'Like all good anti-heroes, we’re compelled to watch because they’re enacting things we wouldn’t dare."
It’s been 70 years since the publication of Patricia Highsmith’s celebrated thriller, and the introduction of one of literature’s greatest creations: Tom Ripley. He’s appeared in four further novels, several films, most famously the Oscar-nominated one by Anthony Minghella, and a recent TV series on Netflix starring Andrew Scott. This year, the numerous articles in the media about the character continue – what makes him so consistently compelling?
As we’ve been rehearsing the stage adaptation of The Talented Mr Ripley, which had its Press Night in Birmingham last week, and continues on UK tour throughout 2025 and 2026, the thing that keeps striking me is his sheer audacity and, arguably, his bravery.
There are a few things that Tom does that most of us would find morally reprehensible and we’d never even contemplate. Yet the same drive that makes him commit those acts, many of us might wish for in a diluted form: the “say yes” attitude, the ability to take chances, risks and tempt fate. There’s also the unwillingness to accept conditions that are imposed on you by others; the resistance to staying in circumstances that negatively affect you.
Watching Tom releases in all of us our want of these characteristics. Like all good anti-heroes, we’re compelled to watch because they’re enacting things we wouldn’t dare. We want the underdog to win… sometimes forgiving the way in which the victory is achieved.
Audiences also remain fascinated by what makes psychopaths and sociopaths tick of course, but as we’ve been rehearsing the show, we’ve resisted these labels in the rehearsal room. Partly this is because we’re not qualified to make those assessments, but more than that, without a detailed understanding they’re reductive terms that aren’t actively playable by actors on a moment-to-moment basis.

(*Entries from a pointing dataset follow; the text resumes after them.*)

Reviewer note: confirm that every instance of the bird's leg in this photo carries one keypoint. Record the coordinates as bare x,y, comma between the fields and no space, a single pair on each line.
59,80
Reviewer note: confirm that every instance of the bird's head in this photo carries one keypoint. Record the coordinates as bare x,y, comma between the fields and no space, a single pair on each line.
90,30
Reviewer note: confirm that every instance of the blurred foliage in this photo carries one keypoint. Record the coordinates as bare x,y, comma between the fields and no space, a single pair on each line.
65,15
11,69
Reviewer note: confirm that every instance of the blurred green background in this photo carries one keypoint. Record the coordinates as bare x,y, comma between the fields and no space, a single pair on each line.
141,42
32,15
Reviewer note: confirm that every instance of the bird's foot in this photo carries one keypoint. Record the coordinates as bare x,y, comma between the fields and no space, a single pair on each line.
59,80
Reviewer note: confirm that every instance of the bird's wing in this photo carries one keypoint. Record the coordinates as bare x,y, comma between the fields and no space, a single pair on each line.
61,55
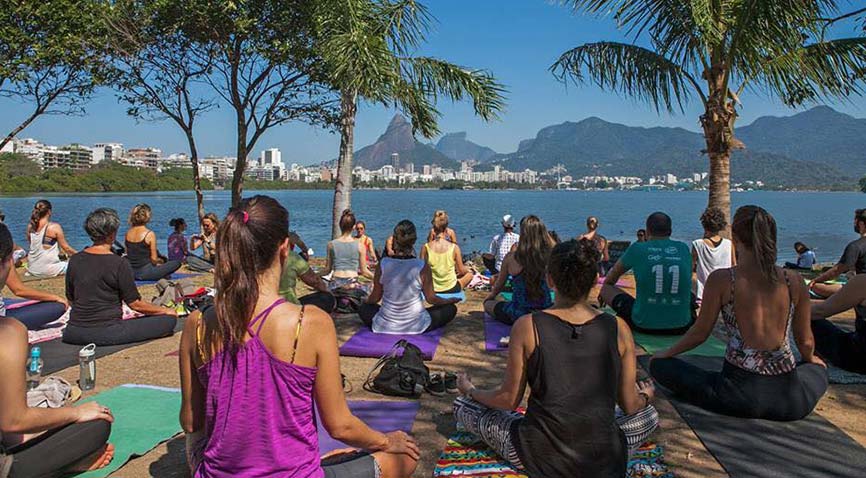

And furthermore, it doesn’t seem to us to chime with the character that Highsmith wrote. Tom genuinely feels guilt, shame, regret, emotional pain, in a way that doesn’t seem consistent with a basic understanding of psychopathy. Most tellingly for us, the ‘climax’ of the play is a ‘sacrifice’ that Tom makes, in which a happy ending is offered him, which he rejects because he fears for the safety of another human being whom he might, potentially, love. I won’t say more for fear of spoilers, other than to say that other adaptations that follow the ‘psychopath’ line have to change that incident for it to result in a death that Highsmith didn’t write.
Perhaps that’s what disturbs us as well as compels us. It would be easy to write off Tom with a simple diagnosis, but he doesn’t quite fit. He’s more amorphous than that. He’s not easily categorisable and doesn’t easily go into any boxes or labels.
What the theatre adaptation offers us in exploring that idea is to hear Tom’s internal monologue. In the play we follow Tom’s journey through a series of soliloquies. He shares with us his genuine, immediate, emotional and intellectual responses, thoughts and feelings in direct address. It’s a special relationship between actor/character and audiences. Unless he’s lying to himself subconsciously, everything Tom says to the audience he truly believes, and we’re his closest confidantes – we’re almost him.
It’s almost Shakespearean and, like all good characters in soliloquy, they pop out of the play because they don’t know how to proceed with the action. They need the audience in order to proceed. None of the events are pre-planned or pre-determined. Tom isn’t methodical, he’s improvising. His great talent is taking the circumstances that are in front of him and, on a moment-to-moment basis, finding a solution to the challenge.